Sebelumnya, Korut memperingatkan Korsel untuk mengendalikan tindakan para aktivis dan media massa. Sebab, kata Korut, tindakan mereka justru menjadi provokatif dan berpotensi memicu permusuhan.
Protes itu tidak hanya ditunjukkan Korut. Penduduk lokal perbatasan juga berang dengan sikap para aktivis. Lembaga Polisi Nasional Korsel mengatakan, pihaknya tidak akan mencegah aksi penyebaran leaflet itu."Kecuali aktivis dan warga bentrok," kata pihak kepolisian seperti dikutip Bernama kemarin.
Penyebaran leaflet itu juga berpeluang menggagalkan perundingan tingkat tinggi. Korut mengatakan tidak akan menoleransi segala bentuk provokasi dan menyebut aktivis Korsel sebagai "sampah". Menurut mereka, aksi yang dilakukan aktivis itu dianggap sebagai deklarasi perang.
Pekan ini, Korut meminta otoritas Korsel untuk melarang dan menindak tegas segala bentuk provokasi. Korut bahkan hampir menembak jatuh balon gas helium yang membawa pesan anti-Korut sebelum akhirnya kedua negara terjebak dalam kontak senjata senapan mesin di wilayah perbatasan.

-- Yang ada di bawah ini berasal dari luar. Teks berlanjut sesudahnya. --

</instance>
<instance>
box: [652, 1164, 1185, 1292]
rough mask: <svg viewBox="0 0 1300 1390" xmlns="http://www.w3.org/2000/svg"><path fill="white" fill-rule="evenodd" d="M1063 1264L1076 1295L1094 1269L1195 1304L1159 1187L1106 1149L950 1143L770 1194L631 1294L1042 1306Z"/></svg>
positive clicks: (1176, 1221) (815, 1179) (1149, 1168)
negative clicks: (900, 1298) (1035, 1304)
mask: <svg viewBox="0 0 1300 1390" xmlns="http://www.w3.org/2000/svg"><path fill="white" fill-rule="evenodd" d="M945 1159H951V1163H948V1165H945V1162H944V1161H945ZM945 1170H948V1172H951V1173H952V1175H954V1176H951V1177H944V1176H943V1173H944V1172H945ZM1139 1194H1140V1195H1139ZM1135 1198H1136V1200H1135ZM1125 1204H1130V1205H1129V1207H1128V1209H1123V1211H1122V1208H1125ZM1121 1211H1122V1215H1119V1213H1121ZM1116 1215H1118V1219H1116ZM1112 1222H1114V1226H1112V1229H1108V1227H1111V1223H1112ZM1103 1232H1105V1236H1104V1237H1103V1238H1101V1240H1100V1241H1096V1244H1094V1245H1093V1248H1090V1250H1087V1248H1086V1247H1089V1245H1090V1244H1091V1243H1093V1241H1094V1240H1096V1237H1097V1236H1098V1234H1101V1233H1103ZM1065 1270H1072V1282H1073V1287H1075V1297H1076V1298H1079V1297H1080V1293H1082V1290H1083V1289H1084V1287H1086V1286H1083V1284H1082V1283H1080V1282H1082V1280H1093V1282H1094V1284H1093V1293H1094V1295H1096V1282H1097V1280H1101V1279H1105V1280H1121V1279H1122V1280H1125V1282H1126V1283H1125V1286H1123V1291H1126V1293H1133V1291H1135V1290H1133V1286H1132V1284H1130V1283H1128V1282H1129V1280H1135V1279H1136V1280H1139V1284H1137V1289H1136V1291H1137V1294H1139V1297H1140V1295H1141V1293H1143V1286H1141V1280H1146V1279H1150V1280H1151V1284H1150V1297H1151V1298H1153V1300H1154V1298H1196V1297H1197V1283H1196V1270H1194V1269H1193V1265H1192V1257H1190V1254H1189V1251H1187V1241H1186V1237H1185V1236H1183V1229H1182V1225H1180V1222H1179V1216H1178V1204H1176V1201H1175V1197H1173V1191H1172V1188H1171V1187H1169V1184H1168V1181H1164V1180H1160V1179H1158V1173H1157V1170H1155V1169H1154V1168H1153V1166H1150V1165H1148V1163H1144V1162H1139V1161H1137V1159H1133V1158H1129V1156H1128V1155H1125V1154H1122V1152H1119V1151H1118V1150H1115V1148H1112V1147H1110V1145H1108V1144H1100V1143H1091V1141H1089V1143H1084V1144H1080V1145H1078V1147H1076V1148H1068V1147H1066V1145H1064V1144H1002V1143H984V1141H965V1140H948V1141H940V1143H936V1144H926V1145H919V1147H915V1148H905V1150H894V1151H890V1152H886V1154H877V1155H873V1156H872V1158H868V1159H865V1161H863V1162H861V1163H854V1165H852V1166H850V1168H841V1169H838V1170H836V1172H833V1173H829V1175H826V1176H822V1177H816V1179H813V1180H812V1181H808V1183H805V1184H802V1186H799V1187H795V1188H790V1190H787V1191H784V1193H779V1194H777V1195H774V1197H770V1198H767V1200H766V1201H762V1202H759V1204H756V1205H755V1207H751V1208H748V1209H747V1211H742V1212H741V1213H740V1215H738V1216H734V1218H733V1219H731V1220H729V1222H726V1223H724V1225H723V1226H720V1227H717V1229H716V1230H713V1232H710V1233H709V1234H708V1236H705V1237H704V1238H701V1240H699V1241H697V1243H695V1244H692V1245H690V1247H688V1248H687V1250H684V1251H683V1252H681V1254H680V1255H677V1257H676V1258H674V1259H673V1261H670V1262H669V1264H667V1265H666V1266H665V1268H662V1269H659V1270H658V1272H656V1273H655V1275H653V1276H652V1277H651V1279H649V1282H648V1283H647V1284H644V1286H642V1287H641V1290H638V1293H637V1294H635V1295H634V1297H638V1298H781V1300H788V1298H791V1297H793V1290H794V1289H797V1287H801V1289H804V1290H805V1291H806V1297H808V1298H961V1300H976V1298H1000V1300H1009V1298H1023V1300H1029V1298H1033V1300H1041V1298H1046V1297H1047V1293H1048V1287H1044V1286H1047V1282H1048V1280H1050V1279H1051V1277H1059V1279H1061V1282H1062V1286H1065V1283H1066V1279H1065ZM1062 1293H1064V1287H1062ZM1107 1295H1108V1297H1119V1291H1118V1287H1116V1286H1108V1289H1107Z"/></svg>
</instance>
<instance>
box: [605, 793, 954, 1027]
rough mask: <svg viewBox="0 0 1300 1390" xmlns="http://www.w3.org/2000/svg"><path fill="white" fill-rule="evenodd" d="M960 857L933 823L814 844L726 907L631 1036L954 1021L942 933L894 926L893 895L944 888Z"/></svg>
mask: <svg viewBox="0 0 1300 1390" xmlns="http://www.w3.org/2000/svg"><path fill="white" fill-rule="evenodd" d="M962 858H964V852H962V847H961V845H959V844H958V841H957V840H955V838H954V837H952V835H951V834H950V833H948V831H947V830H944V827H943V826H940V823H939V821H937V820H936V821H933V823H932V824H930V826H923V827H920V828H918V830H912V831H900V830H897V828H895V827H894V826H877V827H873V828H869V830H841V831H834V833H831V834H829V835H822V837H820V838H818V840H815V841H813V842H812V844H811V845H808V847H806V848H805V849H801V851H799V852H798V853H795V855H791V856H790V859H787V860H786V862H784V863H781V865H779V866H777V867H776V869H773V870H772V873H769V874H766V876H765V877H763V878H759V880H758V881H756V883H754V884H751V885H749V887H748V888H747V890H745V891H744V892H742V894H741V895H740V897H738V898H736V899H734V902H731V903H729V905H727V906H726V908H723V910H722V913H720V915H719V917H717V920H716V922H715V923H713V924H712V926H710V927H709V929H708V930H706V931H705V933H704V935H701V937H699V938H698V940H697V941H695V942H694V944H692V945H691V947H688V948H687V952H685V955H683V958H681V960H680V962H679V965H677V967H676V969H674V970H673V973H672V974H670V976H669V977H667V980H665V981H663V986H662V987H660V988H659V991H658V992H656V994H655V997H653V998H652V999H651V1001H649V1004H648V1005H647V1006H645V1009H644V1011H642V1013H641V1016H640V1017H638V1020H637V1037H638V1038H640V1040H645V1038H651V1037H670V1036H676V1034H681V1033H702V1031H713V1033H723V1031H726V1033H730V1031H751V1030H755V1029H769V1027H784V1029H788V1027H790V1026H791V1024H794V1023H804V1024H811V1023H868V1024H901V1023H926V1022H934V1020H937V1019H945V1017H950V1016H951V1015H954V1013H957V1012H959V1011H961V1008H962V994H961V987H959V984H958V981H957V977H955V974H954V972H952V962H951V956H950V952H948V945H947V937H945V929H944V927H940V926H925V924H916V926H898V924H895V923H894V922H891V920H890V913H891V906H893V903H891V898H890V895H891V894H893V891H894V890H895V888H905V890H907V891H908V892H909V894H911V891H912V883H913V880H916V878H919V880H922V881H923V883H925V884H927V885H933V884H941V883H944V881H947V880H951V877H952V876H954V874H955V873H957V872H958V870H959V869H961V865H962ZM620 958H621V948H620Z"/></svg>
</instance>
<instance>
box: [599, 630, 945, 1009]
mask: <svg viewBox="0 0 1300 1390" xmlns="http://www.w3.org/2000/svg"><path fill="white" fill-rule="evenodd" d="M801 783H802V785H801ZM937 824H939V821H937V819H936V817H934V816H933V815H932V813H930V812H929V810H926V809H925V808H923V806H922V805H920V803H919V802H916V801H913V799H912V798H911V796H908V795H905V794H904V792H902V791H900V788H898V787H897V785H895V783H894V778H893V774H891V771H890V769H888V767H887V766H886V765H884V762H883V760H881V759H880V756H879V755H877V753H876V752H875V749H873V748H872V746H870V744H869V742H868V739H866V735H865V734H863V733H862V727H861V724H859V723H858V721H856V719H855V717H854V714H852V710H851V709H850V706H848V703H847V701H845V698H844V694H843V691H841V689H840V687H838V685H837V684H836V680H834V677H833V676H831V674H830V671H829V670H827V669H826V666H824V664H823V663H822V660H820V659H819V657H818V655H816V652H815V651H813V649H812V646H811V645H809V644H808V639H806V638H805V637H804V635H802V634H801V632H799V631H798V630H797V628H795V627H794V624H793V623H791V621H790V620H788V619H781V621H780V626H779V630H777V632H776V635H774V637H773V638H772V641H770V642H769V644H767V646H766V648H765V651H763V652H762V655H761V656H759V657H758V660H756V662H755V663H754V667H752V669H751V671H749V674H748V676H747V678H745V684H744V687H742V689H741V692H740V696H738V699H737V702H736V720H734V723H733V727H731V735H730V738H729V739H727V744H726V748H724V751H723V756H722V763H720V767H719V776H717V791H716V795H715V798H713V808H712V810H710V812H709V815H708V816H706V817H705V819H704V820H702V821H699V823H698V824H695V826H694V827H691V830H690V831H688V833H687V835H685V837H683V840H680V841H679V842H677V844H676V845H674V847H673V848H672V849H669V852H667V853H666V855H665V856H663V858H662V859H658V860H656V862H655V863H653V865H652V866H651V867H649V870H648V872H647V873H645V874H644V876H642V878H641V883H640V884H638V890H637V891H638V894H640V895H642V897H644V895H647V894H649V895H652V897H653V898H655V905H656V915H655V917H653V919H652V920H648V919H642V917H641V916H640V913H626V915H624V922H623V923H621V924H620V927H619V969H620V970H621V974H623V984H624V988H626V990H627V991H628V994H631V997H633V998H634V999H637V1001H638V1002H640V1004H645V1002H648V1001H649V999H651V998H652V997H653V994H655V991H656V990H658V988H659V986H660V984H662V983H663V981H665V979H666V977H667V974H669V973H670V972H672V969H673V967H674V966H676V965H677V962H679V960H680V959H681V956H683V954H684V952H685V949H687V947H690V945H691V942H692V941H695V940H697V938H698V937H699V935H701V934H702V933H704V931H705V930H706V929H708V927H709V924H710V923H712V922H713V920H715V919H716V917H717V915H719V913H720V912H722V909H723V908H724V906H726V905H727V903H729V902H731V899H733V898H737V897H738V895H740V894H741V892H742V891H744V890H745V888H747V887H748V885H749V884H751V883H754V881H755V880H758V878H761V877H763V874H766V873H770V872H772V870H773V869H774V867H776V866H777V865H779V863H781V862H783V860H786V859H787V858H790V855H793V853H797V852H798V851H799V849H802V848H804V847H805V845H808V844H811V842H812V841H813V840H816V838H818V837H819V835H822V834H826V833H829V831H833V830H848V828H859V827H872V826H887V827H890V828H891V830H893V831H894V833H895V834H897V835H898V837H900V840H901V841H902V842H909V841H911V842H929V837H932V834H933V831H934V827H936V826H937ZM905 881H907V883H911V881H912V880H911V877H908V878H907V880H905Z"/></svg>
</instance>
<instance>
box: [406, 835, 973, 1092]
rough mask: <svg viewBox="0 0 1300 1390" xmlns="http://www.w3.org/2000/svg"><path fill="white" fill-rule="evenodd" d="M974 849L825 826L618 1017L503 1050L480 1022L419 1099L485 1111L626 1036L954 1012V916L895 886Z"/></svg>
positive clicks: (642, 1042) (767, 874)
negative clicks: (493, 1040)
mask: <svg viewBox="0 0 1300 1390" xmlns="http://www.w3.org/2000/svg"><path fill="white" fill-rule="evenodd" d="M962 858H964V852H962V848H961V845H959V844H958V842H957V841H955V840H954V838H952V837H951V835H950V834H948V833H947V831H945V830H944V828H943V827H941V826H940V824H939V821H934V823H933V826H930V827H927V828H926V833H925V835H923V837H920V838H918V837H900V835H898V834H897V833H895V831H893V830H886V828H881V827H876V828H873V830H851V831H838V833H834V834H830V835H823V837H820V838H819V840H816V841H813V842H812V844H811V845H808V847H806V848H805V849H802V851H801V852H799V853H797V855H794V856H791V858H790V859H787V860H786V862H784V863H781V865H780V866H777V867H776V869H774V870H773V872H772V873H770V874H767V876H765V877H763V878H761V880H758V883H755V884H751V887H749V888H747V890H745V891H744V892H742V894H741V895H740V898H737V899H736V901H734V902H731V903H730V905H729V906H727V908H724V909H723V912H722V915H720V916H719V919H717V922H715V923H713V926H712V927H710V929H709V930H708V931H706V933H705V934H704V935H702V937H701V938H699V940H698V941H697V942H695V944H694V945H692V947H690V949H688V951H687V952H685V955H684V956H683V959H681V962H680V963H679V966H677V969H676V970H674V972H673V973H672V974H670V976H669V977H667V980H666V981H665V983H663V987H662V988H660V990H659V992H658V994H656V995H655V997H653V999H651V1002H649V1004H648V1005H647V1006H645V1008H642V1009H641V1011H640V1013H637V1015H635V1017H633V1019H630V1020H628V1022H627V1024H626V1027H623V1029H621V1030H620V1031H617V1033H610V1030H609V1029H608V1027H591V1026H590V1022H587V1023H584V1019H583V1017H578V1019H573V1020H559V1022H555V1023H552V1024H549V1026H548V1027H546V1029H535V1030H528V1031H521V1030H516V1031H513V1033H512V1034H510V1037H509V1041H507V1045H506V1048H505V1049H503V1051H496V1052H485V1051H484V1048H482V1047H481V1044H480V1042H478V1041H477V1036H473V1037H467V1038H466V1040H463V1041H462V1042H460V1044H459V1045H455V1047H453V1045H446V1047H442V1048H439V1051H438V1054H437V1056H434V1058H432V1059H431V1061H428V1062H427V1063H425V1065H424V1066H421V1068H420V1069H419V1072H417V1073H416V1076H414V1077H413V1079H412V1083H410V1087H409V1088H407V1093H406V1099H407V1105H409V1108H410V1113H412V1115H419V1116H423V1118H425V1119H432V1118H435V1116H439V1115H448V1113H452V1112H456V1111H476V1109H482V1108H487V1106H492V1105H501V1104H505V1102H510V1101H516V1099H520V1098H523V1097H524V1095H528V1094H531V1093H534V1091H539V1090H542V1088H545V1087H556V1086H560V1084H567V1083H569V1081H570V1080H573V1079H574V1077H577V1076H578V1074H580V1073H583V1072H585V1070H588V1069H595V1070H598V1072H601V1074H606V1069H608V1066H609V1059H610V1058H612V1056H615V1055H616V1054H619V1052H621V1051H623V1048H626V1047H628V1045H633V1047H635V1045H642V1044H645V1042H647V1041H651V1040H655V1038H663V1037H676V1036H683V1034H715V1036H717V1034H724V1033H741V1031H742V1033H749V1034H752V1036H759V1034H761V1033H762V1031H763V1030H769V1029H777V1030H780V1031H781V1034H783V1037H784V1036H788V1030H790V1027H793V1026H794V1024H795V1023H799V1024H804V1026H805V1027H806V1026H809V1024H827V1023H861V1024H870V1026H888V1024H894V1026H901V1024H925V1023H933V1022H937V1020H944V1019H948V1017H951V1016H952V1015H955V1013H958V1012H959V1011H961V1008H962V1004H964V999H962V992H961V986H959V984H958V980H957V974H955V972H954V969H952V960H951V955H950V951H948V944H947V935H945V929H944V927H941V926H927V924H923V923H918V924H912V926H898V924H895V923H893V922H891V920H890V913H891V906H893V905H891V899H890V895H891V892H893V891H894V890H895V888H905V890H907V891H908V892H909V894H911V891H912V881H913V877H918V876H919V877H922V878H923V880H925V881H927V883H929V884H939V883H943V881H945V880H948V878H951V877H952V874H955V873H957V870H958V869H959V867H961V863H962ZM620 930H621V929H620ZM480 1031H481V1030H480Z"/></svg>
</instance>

"Jika operasi penyebaran leaflet tetap dilakukan, meski sudah berulang kali diperingatkan, hubungan antar-Korea akan terdesak ke zona yang tidak terkendali," demikian bunyi pernyataan pemerintah Korut, Kamis (23/10). "Itu juga bisa membatalkan perundingan,"sambung Korut.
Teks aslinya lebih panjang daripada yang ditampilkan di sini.